Lors de la conférence de presse intitulée « le dispositif financier secret de Rached Ghannouchi et la chute retentissante de la protection judiciaire », le comité de défense a expliqué comment des membres de la magistrature et du ministère de la Justice ont entravé le cours de l’enquête sur l’assassinat des deux martyrs. En outre, il a fait état d’opérations de «dissimulation et de blanchiment d’argent» menées sous l’égide de Ghannouchi par «l’appareil financier secret d’Ennahdha». C’est la première fois que le leader nahdhaoui fait face à de telles accusations. Et le Comité a annoncé que l’affaire allait être portée devant la justice militaire.

Financements étrangers suspects

Le Comité a mis sur la sellette Nama Tounes, une association fondée en 2011 et dirigée par un dénommé  Najeh Haj Latif, affichant pour objectif d’encourager les investissements étrangers en Tunisie.

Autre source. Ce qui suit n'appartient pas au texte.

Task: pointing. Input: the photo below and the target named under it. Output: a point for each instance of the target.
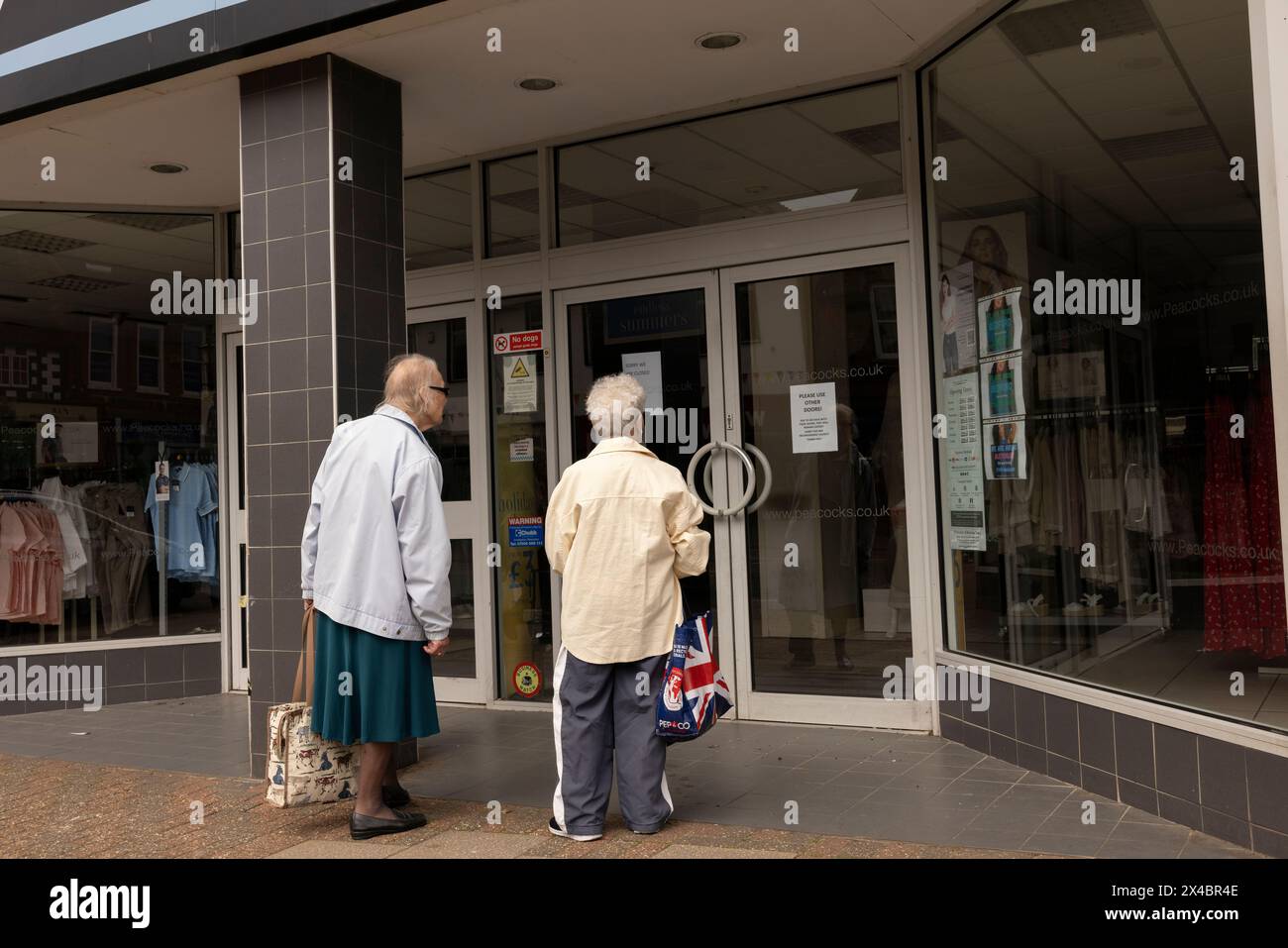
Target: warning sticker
(520, 382)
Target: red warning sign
(516, 342)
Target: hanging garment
(189, 546)
(124, 552)
(1267, 561)
(1229, 594)
(31, 557)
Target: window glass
(815, 153)
(439, 220)
(513, 219)
(95, 393)
(1109, 505)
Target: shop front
(964, 346)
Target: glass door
(233, 540)
(781, 391)
(660, 331)
(452, 335)
(819, 380)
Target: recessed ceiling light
(719, 40)
(1141, 63)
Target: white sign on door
(812, 417)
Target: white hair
(406, 380)
(614, 406)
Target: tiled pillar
(326, 252)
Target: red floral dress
(1229, 594)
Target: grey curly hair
(614, 406)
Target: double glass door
(776, 390)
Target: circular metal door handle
(746, 463)
(769, 478)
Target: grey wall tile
(201, 661)
(1180, 810)
(1099, 782)
(1267, 790)
(1269, 843)
(1061, 716)
(1133, 746)
(1223, 779)
(288, 514)
(1029, 716)
(1001, 708)
(161, 665)
(1096, 737)
(1137, 794)
(1225, 827)
(1176, 763)
(288, 365)
(288, 416)
(290, 468)
(125, 666)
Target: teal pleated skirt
(391, 694)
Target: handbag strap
(303, 689)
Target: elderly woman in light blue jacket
(375, 562)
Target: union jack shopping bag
(303, 768)
(695, 691)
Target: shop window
(513, 197)
(794, 156)
(1108, 492)
(112, 550)
(151, 344)
(439, 219)
(102, 353)
(13, 369)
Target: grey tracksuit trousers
(597, 710)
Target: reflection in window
(114, 550)
(513, 222)
(815, 153)
(439, 219)
(1100, 308)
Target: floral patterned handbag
(303, 768)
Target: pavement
(168, 780)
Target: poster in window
(1005, 453)
(1001, 385)
(956, 303)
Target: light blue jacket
(375, 552)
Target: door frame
(707, 281)
(232, 518)
(471, 519)
(810, 708)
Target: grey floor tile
(991, 839)
(1063, 845)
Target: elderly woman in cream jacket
(621, 530)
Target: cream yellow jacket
(621, 530)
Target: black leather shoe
(365, 827)
(395, 797)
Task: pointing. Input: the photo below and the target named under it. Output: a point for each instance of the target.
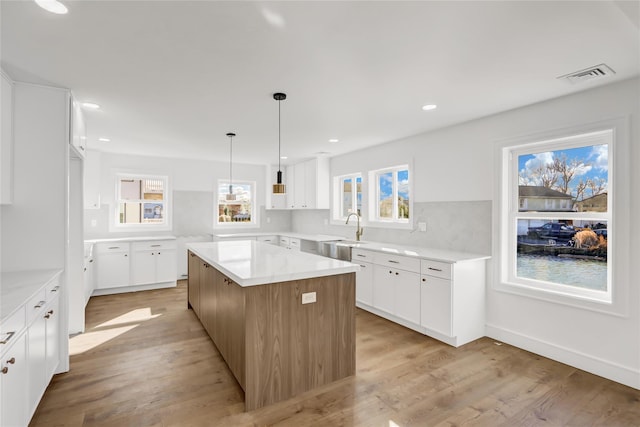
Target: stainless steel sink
(337, 249)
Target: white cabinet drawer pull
(7, 337)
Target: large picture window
(391, 195)
(235, 208)
(558, 201)
(142, 200)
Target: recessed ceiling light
(90, 105)
(52, 6)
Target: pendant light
(230, 195)
(279, 187)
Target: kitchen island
(284, 322)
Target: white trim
(619, 267)
(623, 374)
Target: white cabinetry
(13, 382)
(153, 262)
(308, 184)
(6, 140)
(444, 300)
(92, 178)
(112, 262)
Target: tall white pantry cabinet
(39, 214)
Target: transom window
(142, 200)
(559, 207)
(235, 204)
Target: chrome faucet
(359, 229)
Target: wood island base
(276, 346)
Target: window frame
(374, 196)
(224, 183)
(141, 226)
(619, 219)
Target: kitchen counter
(444, 255)
(249, 262)
(301, 236)
(17, 287)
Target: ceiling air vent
(595, 72)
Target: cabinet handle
(8, 337)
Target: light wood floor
(147, 361)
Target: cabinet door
(407, 289)
(193, 283)
(52, 317)
(435, 296)
(166, 268)
(364, 283)
(6, 140)
(383, 292)
(143, 269)
(37, 357)
(13, 384)
(112, 269)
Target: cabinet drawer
(106, 248)
(13, 324)
(154, 245)
(436, 268)
(399, 262)
(361, 255)
(36, 305)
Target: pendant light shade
(230, 195)
(279, 187)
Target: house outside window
(391, 195)
(143, 201)
(237, 209)
(547, 244)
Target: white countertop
(249, 262)
(17, 287)
(443, 255)
(131, 239)
(302, 236)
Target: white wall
(458, 164)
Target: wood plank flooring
(145, 360)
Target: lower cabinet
(444, 300)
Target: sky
(593, 162)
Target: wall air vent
(595, 72)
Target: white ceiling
(173, 77)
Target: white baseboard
(601, 367)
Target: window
(142, 201)
(391, 190)
(349, 189)
(558, 241)
(236, 208)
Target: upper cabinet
(77, 128)
(308, 185)
(6, 140)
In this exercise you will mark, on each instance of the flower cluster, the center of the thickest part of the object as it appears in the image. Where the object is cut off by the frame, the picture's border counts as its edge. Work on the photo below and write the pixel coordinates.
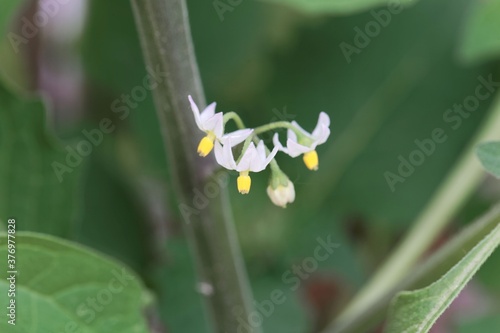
(254, 155)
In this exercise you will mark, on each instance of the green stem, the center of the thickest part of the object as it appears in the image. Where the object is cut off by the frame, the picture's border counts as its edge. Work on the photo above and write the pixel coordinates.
(449, 198)
(236, 118)
(426, 273)
(276, 125)
(166, 41)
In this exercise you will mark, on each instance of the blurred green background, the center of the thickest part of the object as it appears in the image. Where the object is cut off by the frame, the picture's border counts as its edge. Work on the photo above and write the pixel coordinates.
(267, 61)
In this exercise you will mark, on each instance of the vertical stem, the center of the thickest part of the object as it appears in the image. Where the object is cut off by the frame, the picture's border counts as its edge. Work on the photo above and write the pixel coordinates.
(166, 41)
(452, 194)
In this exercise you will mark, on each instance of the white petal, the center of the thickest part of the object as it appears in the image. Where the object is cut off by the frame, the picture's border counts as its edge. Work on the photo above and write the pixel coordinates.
(278, 144)
(291, 135)
(261, 150)
(249, 156)
(208, 112)
(295, 149)
(322, 135)
(228, 156)
(219, 156)
(196, 112)
(270, 156)
(236, 137)
(215, 124)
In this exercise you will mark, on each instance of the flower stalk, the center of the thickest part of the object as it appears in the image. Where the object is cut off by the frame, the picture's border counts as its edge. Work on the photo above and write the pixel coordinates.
(166, 41)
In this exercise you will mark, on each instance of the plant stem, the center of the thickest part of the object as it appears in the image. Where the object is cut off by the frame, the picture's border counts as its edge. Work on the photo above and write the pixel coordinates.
(236, 118)
(460, 183)
(275, 125)
(166, 41)
(427, 272)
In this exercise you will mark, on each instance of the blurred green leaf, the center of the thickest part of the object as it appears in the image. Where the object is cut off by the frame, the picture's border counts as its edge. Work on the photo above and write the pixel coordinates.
(485, 324)
(417, 311)
(37, 186)
(62, 287)
(339, 6)
(481, 39)
(489, 155)
(12, 43)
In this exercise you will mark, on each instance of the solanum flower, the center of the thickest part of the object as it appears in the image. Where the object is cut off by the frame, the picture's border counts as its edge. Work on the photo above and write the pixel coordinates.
(253, 159)
(307, 142)
(280, 190)
(213, 125)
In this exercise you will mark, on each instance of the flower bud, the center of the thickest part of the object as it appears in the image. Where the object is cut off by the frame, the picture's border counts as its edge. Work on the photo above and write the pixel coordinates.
(281, 190)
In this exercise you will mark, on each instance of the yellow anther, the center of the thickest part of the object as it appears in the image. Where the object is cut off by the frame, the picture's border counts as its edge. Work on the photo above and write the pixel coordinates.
(206, 145)
(311, 160)
(244, 182)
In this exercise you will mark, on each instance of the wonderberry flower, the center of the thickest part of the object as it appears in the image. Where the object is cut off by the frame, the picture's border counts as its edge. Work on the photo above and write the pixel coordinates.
(213, 125)
(280, 190)
(253, 159)
(307, 142)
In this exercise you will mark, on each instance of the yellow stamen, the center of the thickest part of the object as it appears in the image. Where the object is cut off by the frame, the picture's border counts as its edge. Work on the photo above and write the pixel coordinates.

L’avocat Ridha Raddaoui, membre du comité de défense des deux martyrs, a déclaré que l’association soupçonnée de tremper dans l’envoi de jeunes tunisiens vers les foyers de tension, a été visée par une enquête pénale ouverte par la Brigade d’El-Gorjani. Cependant, les poursuites ont été abandonnées, et les procédures judiciaires suspendues après l’intervention d’Ennahdha et du procureur Béchir Akremi, a noté l’avocat. Selon Raddaoui, des membres de Nama Tounes, sont en relation directe avec le président d’Ennahdha. L’association est accusée d’envoyer des jeunes en Libye, a indiqué l’avocat, faisant état de sommes d’argent injectées directement à partir de comptes qataris. L’association a été interdite d’activités, et une enquête pénale a été ouverte sur ses crimes, a affirmé le comité de défense des deux martyrs.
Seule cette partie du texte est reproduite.